Considerations for Pharmaceutical Manufacturers
If enacted by the European Parliament, the new clinical trial regulation will streamline and harmonize the processes for submission of application dossiers and the conduct of clinical trials across the EU. It is not yet clear if the timeline between submission of the application dossier and authorization to conduct the clinical trial in multiple Member States will be materially shortened. The regulation has the potential to markedly increase public access to clinical trial protocols and results, including the provision of public access to the Clinical Study Report. Further, the regulation also has the potential to formally modify the informed consent process and reset expectations of human subjects and the public for future uses of clinical trial data outside of those specified in the protocol.

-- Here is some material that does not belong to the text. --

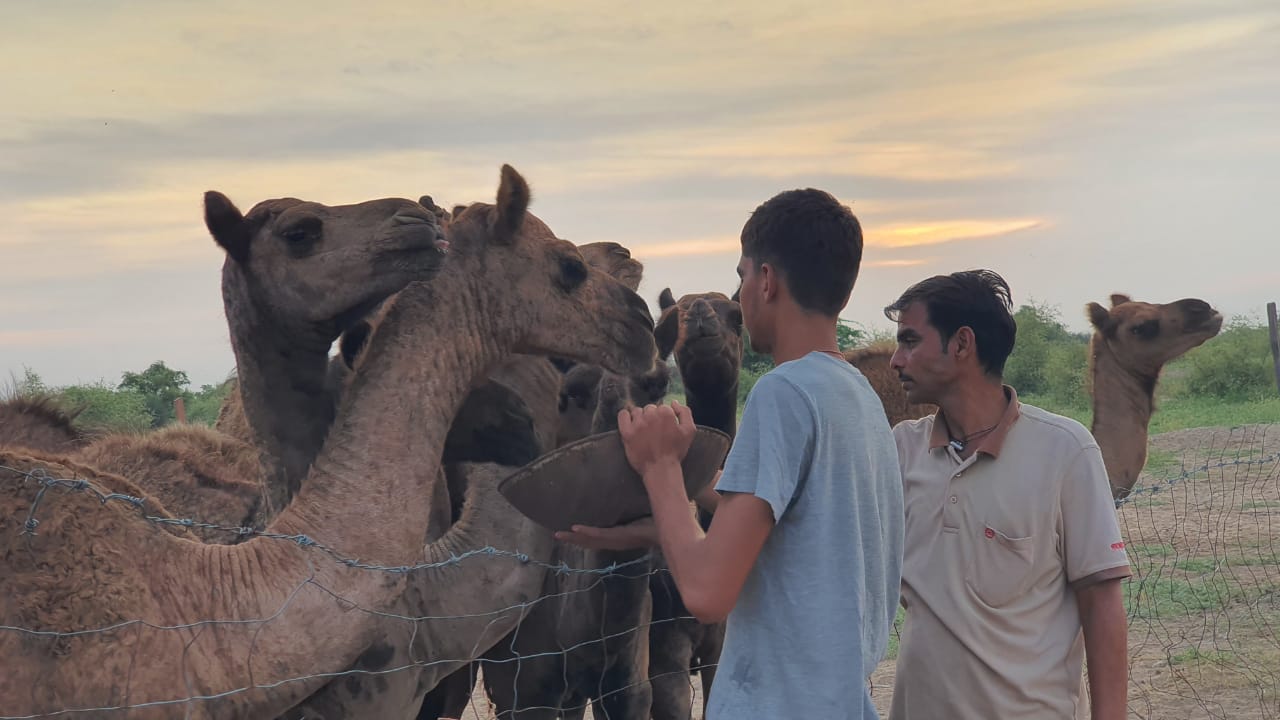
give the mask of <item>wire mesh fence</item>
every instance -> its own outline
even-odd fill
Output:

It is also noteworthy that the United States Department of Health and Human Services (DHHS) is currently engaged in the formal process of revising the DHHS regulations (including FDA regulations) that govern the protection of human subjects – including informed consent regarding future uses of clinical trial data – and has previously issued a related advance notice of proposed rulemaking (ANPRM).7 DHHS also is in the process of determining whether and how to expand the requirements for registration and provision of clinical trial results on ClinicalTrials.gov. In the context of the globalization of clinical trials and focus on harmonization, the proposed new EU clinical trials regulation has the potential to influence the structure and content of the pending rulemakings and revision of United States regulations that govern the protection of human subjects and the sharing of clinical study information.